Verbal cancer, mouth cancer, and head and neck cancer are all related to each other [1], which are cancers affecting cell development or found in the oral cavity [2]. They may occur as an essential injury beginning in any of the tissues within the oral cavity; its reason may be metastasis process occurring away from oral cavity or is due to change in neighbor physical structures, such as the nasal cavity. Or the oral cancers may originate in any of the mouth tissue and can spread to any cell or tissue: teratoma, adenocarcinoma inferred from a saliva gland, and tonsillar or other lymphoid tissues cause lymphoma; pigment-producing cells of the oral mucosa are producer of melanoma. Oral cancers are of few kinds, but almost 90% originate within the tissues that join the mouth and lips called squamous cell carcinomas [3].

Oral cancer is the most common cancer in the world with low overall survival rates [4], where oral squamous cell carcinoma (OSCC) is the most common type [5]. The organs that suffer from oral cancer include the buccal mucosa, tongue, and lower lip, and it mostly occurs in the people whose age is more than fifty years [6]. Traditional manual methods for creating network books, diagrams, or maps have been in use for a long time. The diagrams and other visual data in these valuables were handmade decades ago and have only restricted use. These graphs were based on information of that specific time when created, consisting of unchangeable and interaction less data.

Various biological procedures are enunciated as systems. Networks are demonstrated from the field of atomic sciences such as metabolic networks, protein interaction networks, and gene regulatory networks. Network analysis, sculpting, and visualization are imperative stride about a framework’s natural perception of living beings. The visual interpretation of such networks gives the basic idea about the structure of network and also can create an idea about newly generated complex biological data [7].

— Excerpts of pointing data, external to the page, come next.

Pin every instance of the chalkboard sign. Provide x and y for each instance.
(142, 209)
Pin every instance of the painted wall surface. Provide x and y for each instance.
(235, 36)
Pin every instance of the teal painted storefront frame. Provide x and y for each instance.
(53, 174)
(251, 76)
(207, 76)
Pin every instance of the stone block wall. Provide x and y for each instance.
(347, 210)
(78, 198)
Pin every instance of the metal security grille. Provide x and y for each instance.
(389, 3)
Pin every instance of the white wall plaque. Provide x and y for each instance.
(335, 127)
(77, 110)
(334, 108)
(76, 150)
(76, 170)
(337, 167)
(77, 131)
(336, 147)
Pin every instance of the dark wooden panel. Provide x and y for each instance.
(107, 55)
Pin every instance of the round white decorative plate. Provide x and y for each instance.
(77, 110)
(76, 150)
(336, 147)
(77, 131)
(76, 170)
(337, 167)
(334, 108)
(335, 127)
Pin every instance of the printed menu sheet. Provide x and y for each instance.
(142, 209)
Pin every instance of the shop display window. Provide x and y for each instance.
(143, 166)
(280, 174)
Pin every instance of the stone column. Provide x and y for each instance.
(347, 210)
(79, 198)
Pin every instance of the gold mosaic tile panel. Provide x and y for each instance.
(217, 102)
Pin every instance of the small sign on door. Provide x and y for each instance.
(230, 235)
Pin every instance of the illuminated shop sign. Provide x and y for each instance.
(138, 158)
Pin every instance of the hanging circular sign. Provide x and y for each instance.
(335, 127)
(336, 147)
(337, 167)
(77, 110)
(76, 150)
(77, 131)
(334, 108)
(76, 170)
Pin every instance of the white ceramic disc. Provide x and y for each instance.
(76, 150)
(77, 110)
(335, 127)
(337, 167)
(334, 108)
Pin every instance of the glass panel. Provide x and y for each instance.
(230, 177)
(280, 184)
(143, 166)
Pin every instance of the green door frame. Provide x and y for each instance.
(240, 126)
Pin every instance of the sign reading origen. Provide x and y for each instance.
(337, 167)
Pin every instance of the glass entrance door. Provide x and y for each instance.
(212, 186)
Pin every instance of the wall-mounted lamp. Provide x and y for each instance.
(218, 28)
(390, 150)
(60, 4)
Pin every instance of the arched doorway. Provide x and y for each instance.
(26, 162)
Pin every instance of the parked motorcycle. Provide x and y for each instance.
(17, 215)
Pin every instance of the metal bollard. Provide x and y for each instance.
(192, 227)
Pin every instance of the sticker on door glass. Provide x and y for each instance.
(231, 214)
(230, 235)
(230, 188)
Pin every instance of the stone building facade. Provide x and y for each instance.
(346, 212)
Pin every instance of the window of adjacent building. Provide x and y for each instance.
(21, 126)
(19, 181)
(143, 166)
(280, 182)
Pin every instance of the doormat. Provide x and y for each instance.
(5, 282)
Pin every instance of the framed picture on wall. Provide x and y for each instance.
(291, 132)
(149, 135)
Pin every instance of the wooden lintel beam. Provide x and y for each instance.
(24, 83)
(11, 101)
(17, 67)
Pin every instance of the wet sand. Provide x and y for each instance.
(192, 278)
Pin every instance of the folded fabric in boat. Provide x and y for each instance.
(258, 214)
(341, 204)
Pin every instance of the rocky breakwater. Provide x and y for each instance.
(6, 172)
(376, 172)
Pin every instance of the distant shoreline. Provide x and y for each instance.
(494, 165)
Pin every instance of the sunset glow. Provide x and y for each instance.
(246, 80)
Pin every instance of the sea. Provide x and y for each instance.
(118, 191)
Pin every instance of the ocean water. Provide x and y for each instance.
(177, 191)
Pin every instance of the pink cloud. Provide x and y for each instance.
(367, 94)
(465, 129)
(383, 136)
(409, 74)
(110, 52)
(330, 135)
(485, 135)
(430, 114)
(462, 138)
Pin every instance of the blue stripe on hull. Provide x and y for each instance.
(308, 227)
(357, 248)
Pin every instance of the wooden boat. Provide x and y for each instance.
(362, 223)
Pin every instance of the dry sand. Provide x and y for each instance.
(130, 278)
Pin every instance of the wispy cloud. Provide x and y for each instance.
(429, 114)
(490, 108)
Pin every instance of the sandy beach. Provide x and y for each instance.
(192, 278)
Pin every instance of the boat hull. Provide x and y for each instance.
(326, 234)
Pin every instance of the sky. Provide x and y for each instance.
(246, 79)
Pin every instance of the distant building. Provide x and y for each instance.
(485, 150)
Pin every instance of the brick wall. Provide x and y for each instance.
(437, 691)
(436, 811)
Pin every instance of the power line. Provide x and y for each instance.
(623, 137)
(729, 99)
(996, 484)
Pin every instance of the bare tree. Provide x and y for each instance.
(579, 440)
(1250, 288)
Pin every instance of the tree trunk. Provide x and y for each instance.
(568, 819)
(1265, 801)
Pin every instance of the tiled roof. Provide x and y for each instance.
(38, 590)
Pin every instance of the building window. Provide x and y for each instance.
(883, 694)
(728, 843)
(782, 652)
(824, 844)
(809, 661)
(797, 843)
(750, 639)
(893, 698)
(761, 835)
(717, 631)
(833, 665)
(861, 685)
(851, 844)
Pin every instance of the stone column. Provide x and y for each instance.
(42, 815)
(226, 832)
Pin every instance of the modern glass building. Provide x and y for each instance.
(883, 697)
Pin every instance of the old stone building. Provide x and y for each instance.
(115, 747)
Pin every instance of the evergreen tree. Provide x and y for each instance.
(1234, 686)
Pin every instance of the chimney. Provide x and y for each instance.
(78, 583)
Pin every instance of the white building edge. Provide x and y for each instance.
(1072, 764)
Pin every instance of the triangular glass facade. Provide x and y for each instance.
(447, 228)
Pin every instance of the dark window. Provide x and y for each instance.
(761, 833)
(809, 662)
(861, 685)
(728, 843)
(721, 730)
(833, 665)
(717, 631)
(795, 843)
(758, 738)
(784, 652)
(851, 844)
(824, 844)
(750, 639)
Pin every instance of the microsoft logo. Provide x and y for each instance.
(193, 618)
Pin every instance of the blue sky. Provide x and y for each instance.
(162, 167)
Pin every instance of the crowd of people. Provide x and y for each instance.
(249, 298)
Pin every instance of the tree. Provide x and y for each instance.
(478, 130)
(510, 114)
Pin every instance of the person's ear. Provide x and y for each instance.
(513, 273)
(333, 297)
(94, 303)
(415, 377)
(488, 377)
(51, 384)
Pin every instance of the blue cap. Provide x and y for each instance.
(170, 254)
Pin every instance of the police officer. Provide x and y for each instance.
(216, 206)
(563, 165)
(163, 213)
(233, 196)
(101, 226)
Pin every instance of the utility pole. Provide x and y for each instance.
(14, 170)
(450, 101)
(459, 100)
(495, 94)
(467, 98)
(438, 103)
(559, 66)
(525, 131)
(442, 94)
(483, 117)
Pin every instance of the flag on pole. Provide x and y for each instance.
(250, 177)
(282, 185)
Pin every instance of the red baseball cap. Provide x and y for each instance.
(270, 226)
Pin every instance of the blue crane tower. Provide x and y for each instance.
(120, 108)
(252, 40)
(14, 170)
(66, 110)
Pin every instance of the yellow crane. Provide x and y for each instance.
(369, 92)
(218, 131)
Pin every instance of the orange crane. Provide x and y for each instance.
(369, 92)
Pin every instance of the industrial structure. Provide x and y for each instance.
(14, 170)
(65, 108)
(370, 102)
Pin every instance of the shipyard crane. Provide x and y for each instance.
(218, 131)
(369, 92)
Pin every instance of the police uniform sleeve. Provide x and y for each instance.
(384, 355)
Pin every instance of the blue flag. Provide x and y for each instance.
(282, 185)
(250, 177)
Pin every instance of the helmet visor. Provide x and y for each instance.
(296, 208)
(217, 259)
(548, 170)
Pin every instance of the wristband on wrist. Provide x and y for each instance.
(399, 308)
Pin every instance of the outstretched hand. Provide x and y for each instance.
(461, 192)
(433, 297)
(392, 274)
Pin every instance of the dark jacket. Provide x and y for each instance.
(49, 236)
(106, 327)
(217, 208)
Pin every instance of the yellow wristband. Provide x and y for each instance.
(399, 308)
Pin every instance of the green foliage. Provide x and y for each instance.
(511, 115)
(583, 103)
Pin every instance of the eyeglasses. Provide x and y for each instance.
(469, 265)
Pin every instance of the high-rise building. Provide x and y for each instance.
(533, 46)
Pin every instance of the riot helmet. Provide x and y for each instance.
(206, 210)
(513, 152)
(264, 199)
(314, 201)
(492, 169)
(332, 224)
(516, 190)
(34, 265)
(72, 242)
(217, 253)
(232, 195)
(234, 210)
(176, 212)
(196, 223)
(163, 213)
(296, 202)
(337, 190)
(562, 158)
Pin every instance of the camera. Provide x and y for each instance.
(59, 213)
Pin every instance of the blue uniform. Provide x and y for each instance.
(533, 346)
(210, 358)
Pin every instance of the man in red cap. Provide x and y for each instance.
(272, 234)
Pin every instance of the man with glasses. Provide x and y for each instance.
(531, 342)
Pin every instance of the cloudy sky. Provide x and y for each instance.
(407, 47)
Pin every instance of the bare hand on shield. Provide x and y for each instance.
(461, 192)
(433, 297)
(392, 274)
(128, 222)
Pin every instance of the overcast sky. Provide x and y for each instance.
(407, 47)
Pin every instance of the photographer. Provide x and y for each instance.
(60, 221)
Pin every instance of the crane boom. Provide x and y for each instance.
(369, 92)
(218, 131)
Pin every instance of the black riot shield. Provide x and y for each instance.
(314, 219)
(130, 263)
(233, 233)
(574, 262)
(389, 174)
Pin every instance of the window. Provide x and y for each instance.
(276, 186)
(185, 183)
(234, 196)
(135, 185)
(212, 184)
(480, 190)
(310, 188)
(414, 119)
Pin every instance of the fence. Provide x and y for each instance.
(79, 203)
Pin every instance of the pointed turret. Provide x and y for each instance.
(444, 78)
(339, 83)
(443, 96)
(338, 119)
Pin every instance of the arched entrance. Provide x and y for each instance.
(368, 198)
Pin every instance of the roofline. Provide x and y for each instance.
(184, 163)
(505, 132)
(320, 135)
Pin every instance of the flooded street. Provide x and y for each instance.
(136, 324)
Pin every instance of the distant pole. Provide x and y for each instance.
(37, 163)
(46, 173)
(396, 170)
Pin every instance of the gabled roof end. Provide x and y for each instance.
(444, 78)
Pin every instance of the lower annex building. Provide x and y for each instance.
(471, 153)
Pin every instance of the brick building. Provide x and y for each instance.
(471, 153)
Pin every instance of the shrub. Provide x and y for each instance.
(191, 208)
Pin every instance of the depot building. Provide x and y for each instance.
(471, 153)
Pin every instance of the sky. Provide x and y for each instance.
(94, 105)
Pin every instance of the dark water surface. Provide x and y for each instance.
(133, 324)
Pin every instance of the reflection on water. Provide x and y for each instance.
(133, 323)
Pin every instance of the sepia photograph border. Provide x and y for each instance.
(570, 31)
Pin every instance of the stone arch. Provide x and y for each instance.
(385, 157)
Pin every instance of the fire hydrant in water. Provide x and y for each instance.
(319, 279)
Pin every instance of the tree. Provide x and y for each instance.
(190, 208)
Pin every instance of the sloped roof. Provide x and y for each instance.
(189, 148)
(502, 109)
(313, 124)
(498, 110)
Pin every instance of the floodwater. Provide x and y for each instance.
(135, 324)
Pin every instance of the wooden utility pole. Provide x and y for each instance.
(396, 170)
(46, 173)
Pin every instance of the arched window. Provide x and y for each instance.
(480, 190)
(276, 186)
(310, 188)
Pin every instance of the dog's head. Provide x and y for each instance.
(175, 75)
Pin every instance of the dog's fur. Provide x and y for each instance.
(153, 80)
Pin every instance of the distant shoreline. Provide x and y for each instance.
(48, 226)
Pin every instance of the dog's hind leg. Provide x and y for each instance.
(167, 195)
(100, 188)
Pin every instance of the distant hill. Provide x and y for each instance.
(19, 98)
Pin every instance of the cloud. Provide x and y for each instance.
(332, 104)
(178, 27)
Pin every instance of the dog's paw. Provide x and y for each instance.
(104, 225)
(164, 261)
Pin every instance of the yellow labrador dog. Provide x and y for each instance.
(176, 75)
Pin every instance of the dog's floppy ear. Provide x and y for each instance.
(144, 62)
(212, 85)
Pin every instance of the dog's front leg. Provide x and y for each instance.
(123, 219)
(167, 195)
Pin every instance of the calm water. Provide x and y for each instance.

Genetically, oral cancer has still not been fully analyzed and explored even after several years of research. Many casual or susceptible genes associated with oral cancer have been reported in the research studies. Thus, the focus of our research work is to obtain results that give us useful data related to genes involved in oral cancer and enable us to draw conclusions about gene-gene and related protein-protein interactions.

2. Literature Review

The role of proteins networks in syndromes identification and analyses is very significant. Throughout a period, study in miniature creatures and protein networks plays a vital role in molecular development study enhancement to increase vision in the strength of cells to disruption and also for allotment of new protein occupations. Succeeding those investigations and the present increase of protein interactivity capabilities in mammals, protein networks are progressively helping as toolkit to unknot the molecular foundation of disease. The authors of this paper review favorable uses of protein networks in disease in four main parts:(a)Latest disease genes identification(b)Study of their network valuables(c)Spotting disease-linked subnetworks(d)Network-based disease sorting

Proteins networks can also be used in areas like infectious disease, self-medication, and pharmacology [8].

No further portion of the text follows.